| Your comment is an example of everything that's wrong with software and UI design today. > Battery and antenna certainly aren't the pieces of information we want the user to focus on... Stop telling me what I should be focusing on! Stop acting as if a simple icon is reaching out of the screen and dragging my eyeballs toward it, like I have to be protected from this horrible, "distracting" icon by sanding away all of its distinctiveness and making it blur into the background, making it useless! When I need to know what my battery charge is, or what my signal strength is, I look at the icons, and they need to be distinct and clear! When I'm finished doing that, guess what--I don't look at them, and they are not a problem! It's not as if the stock Android battery and antenna icons are flashing and twirling around! Stop it with this minimalist dogma! It's madness, and these self-appointed design "experts" are dragging the whole industry down with them in their mindless pursuit of blandness and their personal ideal of beauty--which they put upon an altar and worship, while ignoring usefulness! A cell phone's screen is not a fashion statement, nor a work of art! It's a tool! |
> A cell phone's screen is not a fashion statement, nor a work of art! It's a tool!

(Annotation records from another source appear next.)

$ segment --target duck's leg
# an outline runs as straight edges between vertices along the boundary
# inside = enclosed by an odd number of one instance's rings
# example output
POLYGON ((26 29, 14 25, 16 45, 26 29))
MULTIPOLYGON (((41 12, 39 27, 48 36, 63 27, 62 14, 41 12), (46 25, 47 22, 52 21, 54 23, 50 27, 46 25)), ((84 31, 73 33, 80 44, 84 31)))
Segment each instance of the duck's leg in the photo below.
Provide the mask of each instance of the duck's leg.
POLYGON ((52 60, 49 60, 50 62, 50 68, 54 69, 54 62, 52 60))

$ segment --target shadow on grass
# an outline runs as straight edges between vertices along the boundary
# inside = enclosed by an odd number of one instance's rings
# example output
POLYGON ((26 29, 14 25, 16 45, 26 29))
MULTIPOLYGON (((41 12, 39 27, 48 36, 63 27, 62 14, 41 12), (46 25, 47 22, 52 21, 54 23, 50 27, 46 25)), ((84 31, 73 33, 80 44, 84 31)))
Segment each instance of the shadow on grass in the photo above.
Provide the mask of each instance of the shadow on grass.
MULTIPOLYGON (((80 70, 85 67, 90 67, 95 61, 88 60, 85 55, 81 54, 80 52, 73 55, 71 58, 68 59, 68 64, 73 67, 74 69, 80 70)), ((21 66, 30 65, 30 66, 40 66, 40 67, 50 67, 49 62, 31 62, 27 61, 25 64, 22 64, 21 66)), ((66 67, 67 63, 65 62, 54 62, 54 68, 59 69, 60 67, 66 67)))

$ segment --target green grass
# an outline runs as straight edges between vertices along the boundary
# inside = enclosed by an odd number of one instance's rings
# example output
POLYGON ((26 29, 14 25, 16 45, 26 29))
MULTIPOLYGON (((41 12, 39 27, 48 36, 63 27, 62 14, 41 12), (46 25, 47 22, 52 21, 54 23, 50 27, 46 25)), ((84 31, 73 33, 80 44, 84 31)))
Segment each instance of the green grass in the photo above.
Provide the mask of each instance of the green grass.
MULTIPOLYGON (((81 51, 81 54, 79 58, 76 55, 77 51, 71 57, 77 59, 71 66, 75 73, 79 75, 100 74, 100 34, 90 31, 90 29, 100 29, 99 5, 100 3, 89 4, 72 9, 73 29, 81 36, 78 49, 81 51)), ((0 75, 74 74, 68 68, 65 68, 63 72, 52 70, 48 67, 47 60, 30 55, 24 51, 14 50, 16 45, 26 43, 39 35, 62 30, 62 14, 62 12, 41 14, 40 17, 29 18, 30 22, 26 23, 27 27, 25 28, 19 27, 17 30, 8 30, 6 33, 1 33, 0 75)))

Exactly. And if the 4″ screen just threw all availabe information at you, lacking any visual hierarchy, it wouldn't be a very useful tool. Information design serves a purpose beyond making things look better.
And yes, good information design can mean making things look less slick. Helvetica Ultralight in iOS 7 definitely looks slick. And I guess we both agree that its readability is subpar. It is a very unfortunate UI design trend to value slickness higher than utility.
I don't want to make these icons any less useful, and I certainly don't want to hide them away. As a matter of fact, if Google were planning to do so, I would protest as loudly as you do. I'm not at fault for "everything that's wrong with software and UI design today." I'm just a friend of solid information design.